Brill_online_journals: 20160322 (93%)

jhsolomon commented 8 years ago

And this package will not ingest at all: Project Muse: American Literature: 20160322 file attached: am_lit_projectmuse.txt

image

ianibo commented 8 years ago

We think this is caused by the copy of live to test, and missing files. Can we retest with a completely clean file just to be on the safe side? If the problem still exists, will need @sosguthorpe to dig in.

jhsolomon commented 8 years ago

@ianibo @sosguthorpe In Brill: Online Journals: 20160404 it is still failing to ingest 1 title: 135. Islamic Africa.

So far, I have not had this issue with other packages.

ianibo commented 8 years ago

Caused by a title which has an ISSN matching an eISSN - II to write report on duplicate identifiers.

ianibo commented 8 years ago

These are the identifiers on LIVE that have duplicates between issn and eiSSN

mysql> select idvalue, count() from kbcomponent where id_value is not null group by idvalue having count() > 1 limit 10; +-----------+----------+ | id_value | count(*) | +-----------+----------+ | 0001-1843 | 2 | | 0001-2092 | 3 | | 0001-2793 | 2 | | 0001-2815 | 2 | | 0001-2998 | 2 | | 0001-4001 | 2 | | 0001-4346 | 2 | | 0001-4575 | 2 | | 0001-4842 | 2 | | 0001-4966 | 2 | +-----------+----------+ 10 rows in set (2.70 sec)

on TEST there are more than 5000 - which means something has gone horribly wrong. Am investigating what has happened on test.

ianibo commented 8 years ago

On live we have 400+ identifier namespaces of taylor and francis. This is because at some point, we've had a "Taylor & Francis" and then a "taylor & francis" was added. At this point, a bug in the code caused a new namespace to be created every time. We've corrected the bug, but are left with 400+ T&F namespaces that need to be cleaned up. Working out the SQL...

jhsolomon commented 8 years ago

thanks, this is very helpful. let me know if you would like me to re-ingest these packages or test in any way.

On Wed, Apr 6, 2016 at 6:17 AM, Ian Ibbotson notifications@github.com wrote:

On live we have 400+ identifier namespaces of taylor and francis. This is because at some point, we've had a "Taylor & Francis" and then a "taylor & francis" was added. At this point, a bug in the code caused a new namespace to be created every time. We've corrected the bug, but are left with 400+ T&F namespaces that need to be cleaned up. Working out the SQL...

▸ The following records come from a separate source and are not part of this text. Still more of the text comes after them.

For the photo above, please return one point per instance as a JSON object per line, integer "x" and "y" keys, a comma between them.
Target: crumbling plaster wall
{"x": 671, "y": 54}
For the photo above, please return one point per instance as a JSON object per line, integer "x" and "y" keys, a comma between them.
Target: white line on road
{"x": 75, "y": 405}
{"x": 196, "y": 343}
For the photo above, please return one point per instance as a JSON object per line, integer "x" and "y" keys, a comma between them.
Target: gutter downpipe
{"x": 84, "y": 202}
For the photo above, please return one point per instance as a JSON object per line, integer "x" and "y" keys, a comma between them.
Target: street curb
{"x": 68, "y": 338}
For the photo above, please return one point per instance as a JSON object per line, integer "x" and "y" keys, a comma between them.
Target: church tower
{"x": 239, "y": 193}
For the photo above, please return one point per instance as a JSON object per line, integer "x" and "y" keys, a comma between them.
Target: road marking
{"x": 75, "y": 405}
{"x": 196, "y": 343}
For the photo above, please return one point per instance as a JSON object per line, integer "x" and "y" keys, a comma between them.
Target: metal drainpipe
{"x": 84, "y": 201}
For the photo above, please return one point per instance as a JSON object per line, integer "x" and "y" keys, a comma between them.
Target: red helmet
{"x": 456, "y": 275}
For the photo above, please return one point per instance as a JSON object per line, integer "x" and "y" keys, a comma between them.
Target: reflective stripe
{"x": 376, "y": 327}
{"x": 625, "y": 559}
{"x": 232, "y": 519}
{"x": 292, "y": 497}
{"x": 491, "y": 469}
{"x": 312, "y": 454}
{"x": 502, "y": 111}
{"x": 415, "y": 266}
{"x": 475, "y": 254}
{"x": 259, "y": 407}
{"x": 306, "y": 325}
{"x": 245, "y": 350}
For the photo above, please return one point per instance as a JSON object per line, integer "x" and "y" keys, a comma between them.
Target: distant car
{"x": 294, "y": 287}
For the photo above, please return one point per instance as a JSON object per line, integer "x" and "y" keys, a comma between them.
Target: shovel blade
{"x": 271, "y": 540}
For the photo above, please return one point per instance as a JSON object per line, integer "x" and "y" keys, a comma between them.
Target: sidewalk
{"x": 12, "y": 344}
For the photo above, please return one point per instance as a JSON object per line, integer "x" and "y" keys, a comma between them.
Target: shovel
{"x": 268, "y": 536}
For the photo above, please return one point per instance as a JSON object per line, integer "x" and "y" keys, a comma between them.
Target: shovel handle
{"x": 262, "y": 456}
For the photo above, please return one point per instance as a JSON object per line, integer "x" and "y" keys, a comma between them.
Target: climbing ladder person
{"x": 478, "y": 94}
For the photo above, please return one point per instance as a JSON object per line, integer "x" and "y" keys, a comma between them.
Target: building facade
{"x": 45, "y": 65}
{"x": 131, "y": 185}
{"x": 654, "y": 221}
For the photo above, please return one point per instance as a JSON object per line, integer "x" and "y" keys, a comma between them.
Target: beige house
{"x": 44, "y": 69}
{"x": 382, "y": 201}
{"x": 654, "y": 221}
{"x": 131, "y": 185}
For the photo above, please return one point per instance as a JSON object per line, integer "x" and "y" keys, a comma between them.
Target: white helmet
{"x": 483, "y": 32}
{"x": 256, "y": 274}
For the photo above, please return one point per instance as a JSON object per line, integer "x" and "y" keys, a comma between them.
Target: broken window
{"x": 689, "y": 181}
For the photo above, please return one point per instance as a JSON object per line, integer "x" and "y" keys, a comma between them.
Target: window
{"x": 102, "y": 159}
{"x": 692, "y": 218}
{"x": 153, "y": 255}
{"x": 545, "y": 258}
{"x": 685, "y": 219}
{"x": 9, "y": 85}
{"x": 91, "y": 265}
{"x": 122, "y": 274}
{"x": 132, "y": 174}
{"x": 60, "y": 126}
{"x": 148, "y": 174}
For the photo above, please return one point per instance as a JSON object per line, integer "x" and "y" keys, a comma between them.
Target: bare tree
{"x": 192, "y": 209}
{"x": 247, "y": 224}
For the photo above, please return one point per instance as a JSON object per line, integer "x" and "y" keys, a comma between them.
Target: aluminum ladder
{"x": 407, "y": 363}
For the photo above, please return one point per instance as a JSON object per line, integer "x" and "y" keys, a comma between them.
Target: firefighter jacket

— You are receiving this because you authored the thread. Reply to this email directly or view it on GitHub https://github.com/k-int/gokb-phase1/issues/485#issuecomment-206290105

Jennifer Solomon GOKb Editor, Acquisitions and Discovery North Carolina State University Libraries 919-515-2743 j kristen_wilson@ncsu.eduhsolomo@ncsu.edu

ianibo commented 8 years ago

In the title lookup service, we configure cross checks for identifier families. Previously, this was only defined as

"cross_checks" : [ ["issn", "eissn"], ],

This means that depending upon which values comes in first, the issn or the eissn, the reciprocal cross check might not fire. Have added the reciprocal

["eissn", "issn"],

@sosguthorpe, @ostephens I need a logic check here - does that sound right? This is checked on to dev at the moment, and we need to figure out a way to resolve the duplicate titles we already have.

ianibo commented 8 years ago

Fixed boundary condition in importer chunking code. retest please.

jhsolomon commented 8 years ago

I tested Brill: Online Journals: test 2 and it showed a partial ingest. When I looked at the package in Refine, the title that was not ingested was Islamic Africa. I checked in the CRED and there were two title records for Islamic Africa. I deleted one title record and then re-ingested the package.

The second time, the file still ingested partially due to the same title. I verified the ISSN and eISSN in the file with the ISSN and eISSN in the CRED. The ISSN in the file was actually the ISSN for a previous title Sudanic Africa (Norway) (0803-0685). I changed the ISSN in the file to the correct one (which was already in the CRED (2333-262X) and reingested a third time.

This time the package ingested completely.